I should be on parental control myself though, I do make errors at a higher rate than I should.
I don’t think we should blame users for the evil deeds of malware authors. iOS shows that a security model can be created that prevents these kinds of attacks. People won’t accept such a locked down environment on their Mac at this point.
We humans are always the weakest link.
When my father was victimized by Malware on his Mac a few years ago, I recommended he buy an iPad, which he did. The iPad does everything he needs and isn’t susceptible to this garbage. I think most users should buy iOS devices and only buy a Mac if they know they need it for something iOS can’t do yet.
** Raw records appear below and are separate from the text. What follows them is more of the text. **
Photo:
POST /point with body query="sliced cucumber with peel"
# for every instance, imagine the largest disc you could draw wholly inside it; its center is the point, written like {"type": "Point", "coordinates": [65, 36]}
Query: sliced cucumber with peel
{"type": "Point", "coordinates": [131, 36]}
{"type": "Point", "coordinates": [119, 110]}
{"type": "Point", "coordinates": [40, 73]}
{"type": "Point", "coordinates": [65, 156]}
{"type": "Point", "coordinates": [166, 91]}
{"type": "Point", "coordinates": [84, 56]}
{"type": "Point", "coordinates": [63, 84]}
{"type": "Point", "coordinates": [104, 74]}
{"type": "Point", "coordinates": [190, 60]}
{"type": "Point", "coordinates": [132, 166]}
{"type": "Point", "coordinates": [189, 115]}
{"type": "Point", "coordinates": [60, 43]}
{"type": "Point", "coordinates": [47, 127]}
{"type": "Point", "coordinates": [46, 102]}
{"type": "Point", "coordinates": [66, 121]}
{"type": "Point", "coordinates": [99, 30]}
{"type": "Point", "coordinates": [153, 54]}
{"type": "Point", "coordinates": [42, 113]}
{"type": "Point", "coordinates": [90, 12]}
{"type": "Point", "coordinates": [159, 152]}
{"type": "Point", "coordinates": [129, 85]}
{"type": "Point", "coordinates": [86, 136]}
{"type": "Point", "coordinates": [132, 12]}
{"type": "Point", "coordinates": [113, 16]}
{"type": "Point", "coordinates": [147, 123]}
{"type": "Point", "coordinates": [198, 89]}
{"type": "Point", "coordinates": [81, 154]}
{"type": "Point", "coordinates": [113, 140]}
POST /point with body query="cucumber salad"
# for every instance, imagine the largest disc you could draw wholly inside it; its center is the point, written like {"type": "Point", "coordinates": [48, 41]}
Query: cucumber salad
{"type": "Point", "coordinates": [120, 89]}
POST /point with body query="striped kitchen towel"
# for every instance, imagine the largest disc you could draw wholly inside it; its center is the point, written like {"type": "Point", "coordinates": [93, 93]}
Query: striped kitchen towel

As Steve Jobs predicted the future of personal computing will be on mobile platforms. Laptops and desktops will be for heavy workloads.
As I mentioned in one of my other posts on this forum its the main reason why I have to change my business.
BTW bad actors still manage to get Apps on the App store that spy on the users.
And that free or cheap VPN service can do more harm than good…
What does parental controls do?-
Cool. Copy and paste of some options
Apps: Prevent the child from using the built-in camera and joining multiplayer games in Game Center. Restrict a child’s contact with other people through Mail. Specify which apps the child can access.
Web: Limit access to websites, or allow unrestricted access.
Stores: Disable access to the iTunes Store. Disable access to the Book Store in Apple Books. Limit a child’s access to music, movies, TV shows, apps, and books to only those with age-appropriate ratings.
Time: Set time limits for weekdays, weekends, and bedtime.
Privacy: Prevent apps and services from accessing your child’s data.
Other: Prevent the child from using Siri and Dictation, editing printer and scanner settings, and burning CDs and DVDs. Hide profanity in the dictionary and other sources. Prevent the Dock from being modified. Provide a simplified view of the Mac desktop.